Obama did meet Mandela as a U.S. senator in Washington in 2005 and kept a photograph commemorating the encounter in his Capitol Hill office. Last month, Obama screened “Mandela: Long Walk to Freedom,” the new film based on Mandela’s 1994 biography, at the White House.
Mandela spoke of Obama as an example of American resilience and, as the son of a Kenyan, a symbol of possibility for many on his continent.
In a letter to Obama delivered on the day of his January 2009 inauguration, Mandela described the new president as “something truly historic not only in the political annals of your great nation, the United States of America, but of the world.”

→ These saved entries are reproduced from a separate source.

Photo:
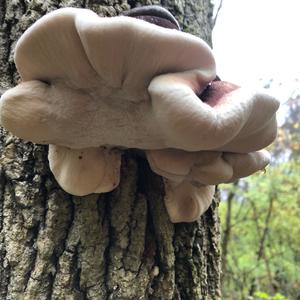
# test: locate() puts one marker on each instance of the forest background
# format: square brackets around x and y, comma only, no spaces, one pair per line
[261,214]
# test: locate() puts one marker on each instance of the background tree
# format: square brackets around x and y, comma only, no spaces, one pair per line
[118,245]
[260,222]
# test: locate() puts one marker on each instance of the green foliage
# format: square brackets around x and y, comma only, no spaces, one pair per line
[264,296]
[264,246]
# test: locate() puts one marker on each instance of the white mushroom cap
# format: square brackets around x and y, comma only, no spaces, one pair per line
[238,120]
[90,81]
[189,176]
[85,171]
[97,72]
[186,202]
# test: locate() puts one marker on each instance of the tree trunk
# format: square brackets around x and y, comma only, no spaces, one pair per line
[118,245]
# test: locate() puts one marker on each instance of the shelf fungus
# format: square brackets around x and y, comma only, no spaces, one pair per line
[91,87]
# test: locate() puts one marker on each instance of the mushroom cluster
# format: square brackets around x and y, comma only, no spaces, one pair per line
[93,86]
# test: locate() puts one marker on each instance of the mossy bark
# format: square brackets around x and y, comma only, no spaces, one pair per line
[118,245]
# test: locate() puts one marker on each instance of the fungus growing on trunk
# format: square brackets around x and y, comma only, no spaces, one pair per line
[92,86]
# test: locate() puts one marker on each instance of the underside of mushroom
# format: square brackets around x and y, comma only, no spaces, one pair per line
[92,86]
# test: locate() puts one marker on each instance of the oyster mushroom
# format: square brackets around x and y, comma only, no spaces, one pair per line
[91,85]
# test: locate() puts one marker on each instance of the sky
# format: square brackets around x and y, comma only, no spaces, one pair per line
[255,41]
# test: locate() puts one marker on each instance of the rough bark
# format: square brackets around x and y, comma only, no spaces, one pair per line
[118,245]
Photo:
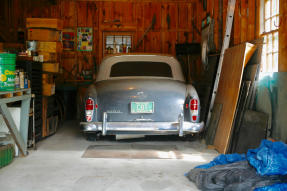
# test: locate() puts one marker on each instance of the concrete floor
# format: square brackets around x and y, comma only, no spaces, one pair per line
[57,165]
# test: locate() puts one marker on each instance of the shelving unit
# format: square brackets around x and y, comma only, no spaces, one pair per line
[20,136]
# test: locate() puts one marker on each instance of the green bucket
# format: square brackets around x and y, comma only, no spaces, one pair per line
[7,71]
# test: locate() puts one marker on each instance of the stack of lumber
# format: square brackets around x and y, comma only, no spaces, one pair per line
[47,33]
[235,60]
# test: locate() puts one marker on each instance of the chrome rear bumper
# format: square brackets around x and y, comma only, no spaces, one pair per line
[152,128]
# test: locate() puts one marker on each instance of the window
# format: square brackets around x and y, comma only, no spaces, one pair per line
[117,43]
[270,14]
[157,69]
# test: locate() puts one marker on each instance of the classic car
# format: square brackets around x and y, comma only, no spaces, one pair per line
[141,94]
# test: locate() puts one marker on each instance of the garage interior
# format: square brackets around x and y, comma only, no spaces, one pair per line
[233,52]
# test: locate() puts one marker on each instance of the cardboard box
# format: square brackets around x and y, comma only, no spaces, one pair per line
[1,47]
[49,56]
[53,47]
[49,23]
[48,89]
[51,67]
[48,79]
[44,35]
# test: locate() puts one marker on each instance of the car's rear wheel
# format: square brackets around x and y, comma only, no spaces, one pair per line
[92,136]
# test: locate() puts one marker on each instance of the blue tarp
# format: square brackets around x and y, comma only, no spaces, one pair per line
[269,159]
[274,187]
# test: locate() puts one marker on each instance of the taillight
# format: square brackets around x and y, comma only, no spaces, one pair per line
[89,109]
[194,109]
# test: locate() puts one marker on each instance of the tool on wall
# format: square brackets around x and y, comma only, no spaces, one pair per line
[225,45]
[151,27]
[207,40]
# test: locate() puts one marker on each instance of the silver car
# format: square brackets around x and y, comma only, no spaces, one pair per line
[141,94]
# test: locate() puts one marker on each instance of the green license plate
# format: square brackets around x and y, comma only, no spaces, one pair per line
[142,107]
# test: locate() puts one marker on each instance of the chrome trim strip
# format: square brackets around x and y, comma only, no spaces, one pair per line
[105,118]
[143,127]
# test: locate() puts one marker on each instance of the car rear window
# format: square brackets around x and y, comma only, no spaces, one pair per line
[157,69]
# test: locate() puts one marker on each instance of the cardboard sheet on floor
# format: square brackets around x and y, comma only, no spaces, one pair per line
[133,151]
[235,59]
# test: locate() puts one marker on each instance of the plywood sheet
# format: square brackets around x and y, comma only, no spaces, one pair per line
[235,59]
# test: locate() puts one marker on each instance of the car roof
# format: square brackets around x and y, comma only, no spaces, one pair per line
[107,62]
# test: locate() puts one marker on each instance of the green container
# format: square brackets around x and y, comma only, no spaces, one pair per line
[7,71]
[6,155]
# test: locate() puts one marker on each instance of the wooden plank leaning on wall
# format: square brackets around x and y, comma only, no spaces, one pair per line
[235,59]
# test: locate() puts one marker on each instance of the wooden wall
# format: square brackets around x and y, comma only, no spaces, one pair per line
[283,36]
[135,16]
[245,25]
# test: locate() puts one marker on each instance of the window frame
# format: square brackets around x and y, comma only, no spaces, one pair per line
[269,48]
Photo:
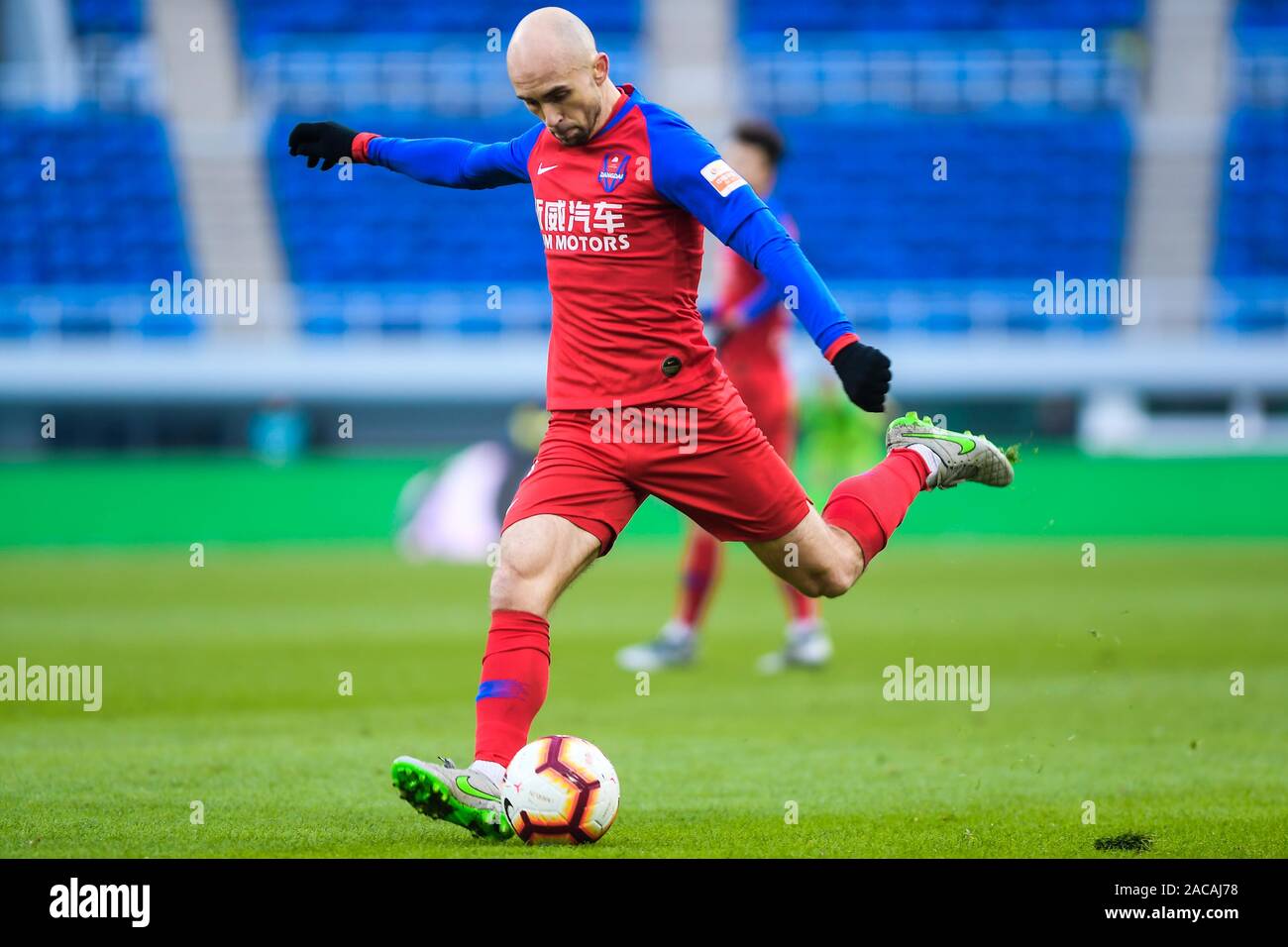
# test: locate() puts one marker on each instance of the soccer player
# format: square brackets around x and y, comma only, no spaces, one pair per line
[622,189]
[748,321]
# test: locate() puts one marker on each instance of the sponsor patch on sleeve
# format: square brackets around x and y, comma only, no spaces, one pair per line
[722,178]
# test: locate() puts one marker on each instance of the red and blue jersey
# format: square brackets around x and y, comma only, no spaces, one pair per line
[621,218]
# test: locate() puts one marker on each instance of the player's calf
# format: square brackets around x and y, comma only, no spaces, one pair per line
[814,558]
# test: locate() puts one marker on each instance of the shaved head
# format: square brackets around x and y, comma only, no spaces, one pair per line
[559,75]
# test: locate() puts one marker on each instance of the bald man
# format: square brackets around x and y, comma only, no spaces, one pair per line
[639,405]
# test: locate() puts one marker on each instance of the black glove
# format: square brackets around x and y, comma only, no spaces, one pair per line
[322,141]
[864,373]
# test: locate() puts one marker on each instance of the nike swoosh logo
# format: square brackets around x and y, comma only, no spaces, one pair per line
[964,442]
[463,784]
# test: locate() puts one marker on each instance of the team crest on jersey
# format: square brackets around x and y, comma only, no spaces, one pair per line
[613,170]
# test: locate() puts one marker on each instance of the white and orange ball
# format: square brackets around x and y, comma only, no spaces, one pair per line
[561,789]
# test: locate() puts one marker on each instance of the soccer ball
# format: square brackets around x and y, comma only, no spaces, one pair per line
[561,789]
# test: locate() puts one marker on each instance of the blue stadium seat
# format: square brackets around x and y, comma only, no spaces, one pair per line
[104,219]
[1024,196]
[95,17]
[833,16]
[1252,232]
[270,17]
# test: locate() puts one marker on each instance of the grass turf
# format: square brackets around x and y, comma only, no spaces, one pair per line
[1109,684]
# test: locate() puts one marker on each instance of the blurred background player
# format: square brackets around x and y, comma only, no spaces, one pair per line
[747,326]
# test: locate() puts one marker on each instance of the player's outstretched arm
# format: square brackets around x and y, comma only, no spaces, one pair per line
[443,161]
[690,171]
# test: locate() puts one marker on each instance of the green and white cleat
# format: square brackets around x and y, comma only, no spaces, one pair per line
[962,457]
[463,796]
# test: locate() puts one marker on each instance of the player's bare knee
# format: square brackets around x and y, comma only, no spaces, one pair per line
[835,579]
[519,582]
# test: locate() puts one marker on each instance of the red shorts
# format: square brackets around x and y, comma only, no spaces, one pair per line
[702,454]
[767,390]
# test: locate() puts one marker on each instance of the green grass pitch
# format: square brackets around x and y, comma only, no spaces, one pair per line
[1109,684]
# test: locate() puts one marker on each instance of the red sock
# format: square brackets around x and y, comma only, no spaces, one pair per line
[871,505]
[800,607]
[700,564]
[513,685]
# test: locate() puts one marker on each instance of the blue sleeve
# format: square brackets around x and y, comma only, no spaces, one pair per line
[688,171]
[456,162]
[760,304]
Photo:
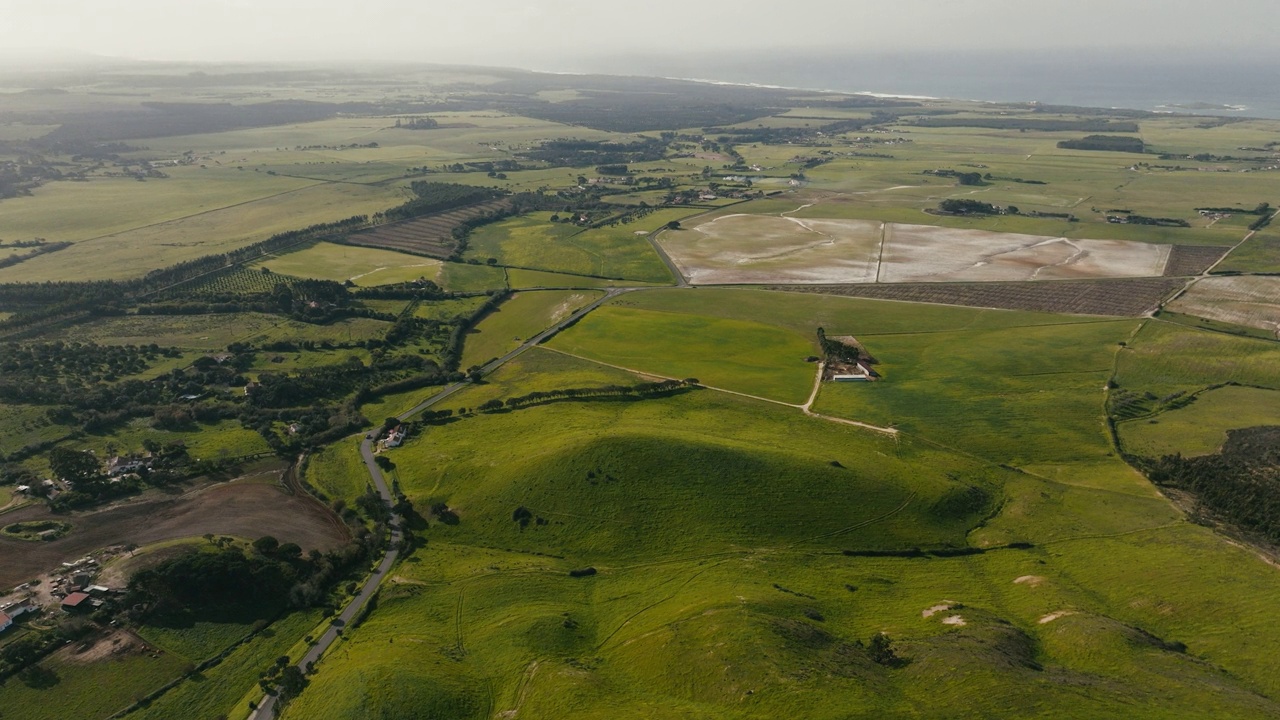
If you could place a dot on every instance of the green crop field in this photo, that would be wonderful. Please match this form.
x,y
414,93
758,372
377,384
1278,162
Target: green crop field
x,y
219,691
1201,427
521,278
1023,396
1261,254
520,318
534,241
1168,358
460,277
215,332
487,620
739,355
970,534
362,265
65,687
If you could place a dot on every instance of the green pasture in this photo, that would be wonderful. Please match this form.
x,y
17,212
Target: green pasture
x,y
686,614
338,472
362,265
521,278
737,355
219,691
1168,358
1261,254
805,313
538,370
215,332
122,237
1018,396
448,310
534,241
1201,427
208,441
520,318
26,424
461,277
71,688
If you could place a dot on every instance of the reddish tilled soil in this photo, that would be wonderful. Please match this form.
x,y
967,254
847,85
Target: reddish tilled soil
x,y
245,509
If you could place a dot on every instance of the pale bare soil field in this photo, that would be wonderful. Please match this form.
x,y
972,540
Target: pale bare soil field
x,y
932,254
245,507
768,249
764,249
1247,300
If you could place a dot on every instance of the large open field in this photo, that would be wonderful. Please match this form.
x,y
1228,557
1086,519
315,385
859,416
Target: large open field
x,y
487,620
535,242
961,536
361,265
247,507
520,318
1201,427
766,249
1251,301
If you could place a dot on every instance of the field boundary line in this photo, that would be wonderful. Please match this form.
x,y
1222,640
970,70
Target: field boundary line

“We are in some ways reminded today of the excitement and enthusiasm in our own country at the time of our transition to democracy,” Mandela wrote. “People, not only in our country but around the world, were inspired to believe that through common human effort injustice can be overcome and that together a better life for all can be achieved.”
Like Mandela’s election in South Africa, Obama’s first election here frightened a portion of the country. As president, he has sought to make clear that his race is not a factor in his policy decisions.
That has disappointed some African Americans, who believed that his election might bring special attention to the problems they face. Obama, in an echo of Mandela’s post-apartheid message, has said he is a president for all Americans.
At a politically challenging time in his own presidency, Obama received word of Mandela’s death at 5 p.m. Less than half an hour later, he stood before cameras to pay tribute, as much of the world did, to the man who gave him a “hunger for words” on a college campus decades ago.
“For now, let us pause and give thanks for the fact that Nelson Mandela lived — a man who took history in his hands, and bent the arc of the moral universe toward justice,” he said. “May God bless his memory and keep him in peace.”